Presentation for the product of two cyclic groups

Suppose $a_1, a_2 \in A$ and $b_1, b_2 \in B$

The only way you can have $(a_1 b_1)(a_2 b_2) = (a_1 a_2)(b_1 b_2)$ is if $b_1 a_2 = a_2 b_1$

The book is really stating that $A$ and $B$ are subsets of a larger group, say $G$ (this is the only way "the produc $a^ub^v$" can make sense) and that the mapping $A \times B \to AB$ defined by $(x,y) \to xy$ is an isomorphism. But then

$(a,b)(c,d) = (ac, bd)$ get sent into (ab)(cd) = (ac)(bd)$. Etcetera.

The final relation always holds in any direct product, of any two groups:

Let $G$ be the direct product of $A$ and $B$. Then for all $a\in A$, $b\in B$ we have $ab=ba$.

The fact that the two groups are cyclic is irrelevant. Remember that there are two ways of viewing direct products, internally and externally. Let's show this relation holds for both views.

Firstly, externally: Let $G=A\times B$, where $A$ and $B$ are arbitrary groups. Then for all $a\in A$, $b\in B$ we have $$(a, 1_B)(1_A, b)=(a,b)=(1_A, b)(a, 1_B)$$so the elements of the groups pairwise commute.

In terms of the internal direct product: let $G=AB$ with $A, B\lhd G$ and $A\cap B=\{1\}$, where $A$ and $B$ are arbitrary groups. Then for all $a\in A$, $b\in B$ we have that $a^{-1}b^{-1}ab=a^{-1}a_1$ for some $a_1\in A$, by normality of $A$. Similarly, $a^{-1}b^{-1}ab=b_1b$ for some $b_1\in B$. Therefore, $a^{-1}b^{-1}ab\in A\cap B$, and so $a^{-1}b^{-1}ab=1$. Hence, $ab=ba$ as required.

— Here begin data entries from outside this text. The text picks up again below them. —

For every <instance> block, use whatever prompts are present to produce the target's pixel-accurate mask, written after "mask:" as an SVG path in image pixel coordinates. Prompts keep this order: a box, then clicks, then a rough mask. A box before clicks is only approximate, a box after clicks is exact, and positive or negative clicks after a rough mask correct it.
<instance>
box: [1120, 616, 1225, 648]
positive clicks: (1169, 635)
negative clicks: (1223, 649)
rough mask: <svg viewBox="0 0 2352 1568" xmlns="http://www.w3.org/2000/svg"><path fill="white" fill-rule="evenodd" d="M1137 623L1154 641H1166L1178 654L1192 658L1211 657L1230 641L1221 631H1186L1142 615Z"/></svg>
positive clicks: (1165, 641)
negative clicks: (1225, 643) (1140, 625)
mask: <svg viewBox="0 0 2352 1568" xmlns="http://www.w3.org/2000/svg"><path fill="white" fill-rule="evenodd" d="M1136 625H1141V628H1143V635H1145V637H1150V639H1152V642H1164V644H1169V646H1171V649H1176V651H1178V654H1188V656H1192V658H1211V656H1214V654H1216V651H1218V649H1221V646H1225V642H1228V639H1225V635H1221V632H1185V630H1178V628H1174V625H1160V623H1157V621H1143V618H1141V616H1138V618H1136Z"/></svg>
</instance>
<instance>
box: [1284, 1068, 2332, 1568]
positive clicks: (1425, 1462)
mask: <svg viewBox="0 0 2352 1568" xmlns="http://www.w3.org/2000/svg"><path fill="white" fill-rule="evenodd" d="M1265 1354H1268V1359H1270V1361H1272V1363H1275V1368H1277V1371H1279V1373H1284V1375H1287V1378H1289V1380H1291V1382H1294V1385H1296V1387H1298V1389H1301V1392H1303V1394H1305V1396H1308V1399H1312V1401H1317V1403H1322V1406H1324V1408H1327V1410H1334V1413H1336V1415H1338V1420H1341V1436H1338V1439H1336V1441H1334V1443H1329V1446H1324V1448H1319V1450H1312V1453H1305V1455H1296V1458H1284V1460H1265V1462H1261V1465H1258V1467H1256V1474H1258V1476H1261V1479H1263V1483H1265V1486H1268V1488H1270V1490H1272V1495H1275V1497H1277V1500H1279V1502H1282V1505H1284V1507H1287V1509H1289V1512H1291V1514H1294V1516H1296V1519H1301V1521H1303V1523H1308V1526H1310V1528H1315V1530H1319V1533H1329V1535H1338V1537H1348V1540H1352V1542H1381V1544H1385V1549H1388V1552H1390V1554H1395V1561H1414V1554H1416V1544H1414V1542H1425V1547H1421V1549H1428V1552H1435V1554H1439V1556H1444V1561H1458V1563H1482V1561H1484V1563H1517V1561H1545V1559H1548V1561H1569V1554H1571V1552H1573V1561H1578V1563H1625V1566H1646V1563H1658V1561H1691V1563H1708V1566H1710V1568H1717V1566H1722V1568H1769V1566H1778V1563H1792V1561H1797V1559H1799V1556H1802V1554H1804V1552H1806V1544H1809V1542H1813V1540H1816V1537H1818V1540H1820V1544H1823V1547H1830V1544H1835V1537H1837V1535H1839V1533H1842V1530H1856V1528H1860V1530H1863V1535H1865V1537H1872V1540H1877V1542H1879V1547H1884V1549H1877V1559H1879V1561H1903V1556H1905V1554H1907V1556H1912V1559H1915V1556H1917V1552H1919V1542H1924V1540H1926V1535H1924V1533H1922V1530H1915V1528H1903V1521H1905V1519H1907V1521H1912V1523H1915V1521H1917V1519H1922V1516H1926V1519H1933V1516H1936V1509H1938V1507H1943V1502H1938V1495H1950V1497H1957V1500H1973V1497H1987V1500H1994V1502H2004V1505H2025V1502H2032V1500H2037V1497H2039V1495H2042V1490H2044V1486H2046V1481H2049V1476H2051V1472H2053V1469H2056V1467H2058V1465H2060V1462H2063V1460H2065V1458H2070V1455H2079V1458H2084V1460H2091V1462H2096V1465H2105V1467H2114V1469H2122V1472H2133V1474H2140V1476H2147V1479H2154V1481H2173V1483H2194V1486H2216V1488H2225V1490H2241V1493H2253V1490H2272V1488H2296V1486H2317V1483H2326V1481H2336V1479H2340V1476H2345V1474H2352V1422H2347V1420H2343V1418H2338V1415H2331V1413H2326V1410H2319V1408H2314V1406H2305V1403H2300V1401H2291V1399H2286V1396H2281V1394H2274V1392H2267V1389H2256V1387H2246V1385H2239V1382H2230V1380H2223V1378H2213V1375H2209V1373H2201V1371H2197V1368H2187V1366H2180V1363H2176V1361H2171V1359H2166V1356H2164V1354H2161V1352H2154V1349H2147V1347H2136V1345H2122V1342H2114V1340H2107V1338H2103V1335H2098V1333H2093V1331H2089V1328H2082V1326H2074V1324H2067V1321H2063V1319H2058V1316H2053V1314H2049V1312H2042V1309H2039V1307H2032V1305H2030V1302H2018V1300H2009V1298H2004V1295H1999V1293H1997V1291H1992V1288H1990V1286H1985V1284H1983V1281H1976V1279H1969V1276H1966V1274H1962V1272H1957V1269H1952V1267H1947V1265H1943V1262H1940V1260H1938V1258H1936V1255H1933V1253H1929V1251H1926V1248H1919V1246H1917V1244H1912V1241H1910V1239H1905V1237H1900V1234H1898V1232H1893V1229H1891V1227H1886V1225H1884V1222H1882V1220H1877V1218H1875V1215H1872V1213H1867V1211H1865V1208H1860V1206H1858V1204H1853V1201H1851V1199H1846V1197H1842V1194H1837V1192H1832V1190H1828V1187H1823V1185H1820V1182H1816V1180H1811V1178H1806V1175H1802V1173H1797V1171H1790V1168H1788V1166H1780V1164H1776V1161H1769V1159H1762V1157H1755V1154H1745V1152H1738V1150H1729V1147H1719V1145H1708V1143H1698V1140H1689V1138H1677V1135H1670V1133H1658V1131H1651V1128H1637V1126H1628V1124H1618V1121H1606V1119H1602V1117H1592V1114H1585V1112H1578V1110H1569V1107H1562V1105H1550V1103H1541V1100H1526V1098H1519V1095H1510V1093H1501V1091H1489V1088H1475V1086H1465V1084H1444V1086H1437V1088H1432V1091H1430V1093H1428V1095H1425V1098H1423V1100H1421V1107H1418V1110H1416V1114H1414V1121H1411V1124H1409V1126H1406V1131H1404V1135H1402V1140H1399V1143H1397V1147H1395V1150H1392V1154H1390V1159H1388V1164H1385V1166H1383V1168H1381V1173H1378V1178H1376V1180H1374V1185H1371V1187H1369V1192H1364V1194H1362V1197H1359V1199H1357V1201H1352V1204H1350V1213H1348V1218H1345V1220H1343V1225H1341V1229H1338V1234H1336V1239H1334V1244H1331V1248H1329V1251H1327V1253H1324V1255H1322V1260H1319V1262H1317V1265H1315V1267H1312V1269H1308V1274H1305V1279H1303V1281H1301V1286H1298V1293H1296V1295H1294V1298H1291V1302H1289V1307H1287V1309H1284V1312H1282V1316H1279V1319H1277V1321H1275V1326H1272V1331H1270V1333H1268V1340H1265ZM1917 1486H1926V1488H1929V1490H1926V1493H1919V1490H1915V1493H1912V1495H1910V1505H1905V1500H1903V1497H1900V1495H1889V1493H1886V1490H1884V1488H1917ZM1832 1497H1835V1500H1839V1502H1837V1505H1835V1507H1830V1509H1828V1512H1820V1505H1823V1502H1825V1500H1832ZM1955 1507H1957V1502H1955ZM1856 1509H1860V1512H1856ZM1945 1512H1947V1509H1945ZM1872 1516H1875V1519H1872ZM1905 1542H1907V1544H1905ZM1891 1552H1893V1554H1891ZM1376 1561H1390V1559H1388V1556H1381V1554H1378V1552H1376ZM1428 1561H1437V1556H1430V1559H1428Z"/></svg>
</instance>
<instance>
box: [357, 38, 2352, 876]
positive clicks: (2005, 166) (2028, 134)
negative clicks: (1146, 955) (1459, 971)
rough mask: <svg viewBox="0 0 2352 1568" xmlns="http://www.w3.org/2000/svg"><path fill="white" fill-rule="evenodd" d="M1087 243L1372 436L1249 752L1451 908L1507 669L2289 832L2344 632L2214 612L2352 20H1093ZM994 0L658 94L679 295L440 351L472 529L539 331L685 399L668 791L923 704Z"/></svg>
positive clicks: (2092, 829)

As the question specifically mentions presentations: this means that if $A$ has presentation $\langle \mathbf{x}\mid\mathbf{r}\rangle$ and $B$ has presentation $\langle \mathbf{y}\mid\mathbf{s}\rangle$ then the direct product $A\times B$ has presentation $$\langle \mathbf{x, y}\mid\mathbf{r, s}, xy=yx\:\forall x\in\mathbf{x}, y\in\mathbf{y}\rangle$$(we only need to stipulate that the generators commute; that the rest of the elements commute follows).